- Born: Asmita Gunti Hyderabad, India
- Occupation: Fashion designer
- Years active: 1994–present
- Spouse: Harvesh Marwah
- Website: asmitadesign.com

= Asmita Marwa =

Indian fashion designer

Asmita Marwa is an Indian fashion designer. She has been recognized by Vogue as one of the top up-and-coming international designers. Her designs often blend traditional Indian elements, such as Kalamkari, with contemporary global styles.

==Design career==
Marwa began designing clothes in Hyderabad in the 1990s. She was the first Hyderabad designer to enter the Telugu film industry. Numerous actors, including Nagarjuna, Balakrishna, Preity Zinta, Anjala Zaveri, Shriya, Mahesh Babu, Tabu, Asin, Charmy, and Anushka, have worn her clothes, in films like Manmadhudu, Santhosham, Premante Idera, Arjun, Athadu, Pokiri, and Gharshana.

In December 2003 Marwa launched a fashion label, Asmita Design, sold through her signature store Reves d’Etoile and at "xlnc" in Hyderabad and "Aza Fashions" in Mumbai and Delhi. Heavily believing in sustainable and "slow fashion," Asmita fuses traditional and global aesthetics while using ethical norms and practices. Gaining traction in the fashion world, Asmita has been attending Lakme Fashion Week since 2008, with her collection "Gaia-An Awakening" taking the sustainable fashion world by storm.
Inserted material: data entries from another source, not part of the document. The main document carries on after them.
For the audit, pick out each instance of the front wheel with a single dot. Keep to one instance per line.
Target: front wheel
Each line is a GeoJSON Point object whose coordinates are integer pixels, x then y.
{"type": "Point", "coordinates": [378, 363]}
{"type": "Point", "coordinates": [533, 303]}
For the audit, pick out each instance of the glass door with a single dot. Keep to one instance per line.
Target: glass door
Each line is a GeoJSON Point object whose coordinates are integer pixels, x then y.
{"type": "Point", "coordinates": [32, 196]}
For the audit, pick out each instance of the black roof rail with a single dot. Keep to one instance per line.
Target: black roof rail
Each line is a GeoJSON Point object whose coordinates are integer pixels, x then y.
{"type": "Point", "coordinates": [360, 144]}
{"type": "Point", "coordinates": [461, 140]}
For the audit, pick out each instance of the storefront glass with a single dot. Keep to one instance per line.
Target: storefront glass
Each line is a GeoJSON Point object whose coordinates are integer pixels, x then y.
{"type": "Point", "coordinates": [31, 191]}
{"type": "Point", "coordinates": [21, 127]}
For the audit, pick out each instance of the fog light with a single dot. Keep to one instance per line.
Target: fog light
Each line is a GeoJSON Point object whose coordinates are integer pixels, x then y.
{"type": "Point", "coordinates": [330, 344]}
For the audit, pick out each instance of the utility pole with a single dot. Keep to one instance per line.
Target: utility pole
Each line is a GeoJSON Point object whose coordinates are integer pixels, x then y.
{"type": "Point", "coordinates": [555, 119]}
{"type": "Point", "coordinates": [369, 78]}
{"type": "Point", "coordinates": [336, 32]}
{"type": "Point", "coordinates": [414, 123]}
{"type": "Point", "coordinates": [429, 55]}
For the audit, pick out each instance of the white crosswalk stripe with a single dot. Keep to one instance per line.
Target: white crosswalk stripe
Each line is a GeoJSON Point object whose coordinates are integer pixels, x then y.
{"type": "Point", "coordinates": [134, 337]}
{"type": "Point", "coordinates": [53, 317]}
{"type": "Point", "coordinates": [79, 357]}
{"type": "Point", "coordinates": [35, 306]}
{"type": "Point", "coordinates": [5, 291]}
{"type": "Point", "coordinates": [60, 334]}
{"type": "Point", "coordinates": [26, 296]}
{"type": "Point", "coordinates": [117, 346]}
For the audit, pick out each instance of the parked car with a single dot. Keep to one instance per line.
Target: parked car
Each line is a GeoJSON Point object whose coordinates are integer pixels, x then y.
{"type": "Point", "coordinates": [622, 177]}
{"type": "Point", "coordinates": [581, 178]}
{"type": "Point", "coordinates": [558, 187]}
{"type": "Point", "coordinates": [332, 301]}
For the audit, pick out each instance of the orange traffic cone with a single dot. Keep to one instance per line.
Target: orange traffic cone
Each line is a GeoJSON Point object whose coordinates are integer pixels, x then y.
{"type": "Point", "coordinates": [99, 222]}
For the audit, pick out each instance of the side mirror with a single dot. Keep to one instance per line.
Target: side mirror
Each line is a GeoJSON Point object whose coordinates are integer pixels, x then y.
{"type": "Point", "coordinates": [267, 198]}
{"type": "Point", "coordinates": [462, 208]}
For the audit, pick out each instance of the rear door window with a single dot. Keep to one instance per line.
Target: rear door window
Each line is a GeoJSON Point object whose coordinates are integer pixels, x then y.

Asmita has also been attending Fashion Week in Goa since 2011 and made a special appearance at Global Sustainable Fashion Week in Budapest, Hungary. Asmita's collection in Budapst 2016, called Zero Waste, featured a collection made entirely of all the small bits and pieces of fabric that are usually wasted, repurposing to create appliqués, fabric textures and accessories for the Zero Waste Collection.

==Style journalism==
For many years Marwah wrote a style column in the Hyderabad Times

==Personal life==
Marwah is married and has a son. She has also participated in the Blenders Pride Fashion tour, the goa beach fashion week and is a member of the fashion council of India.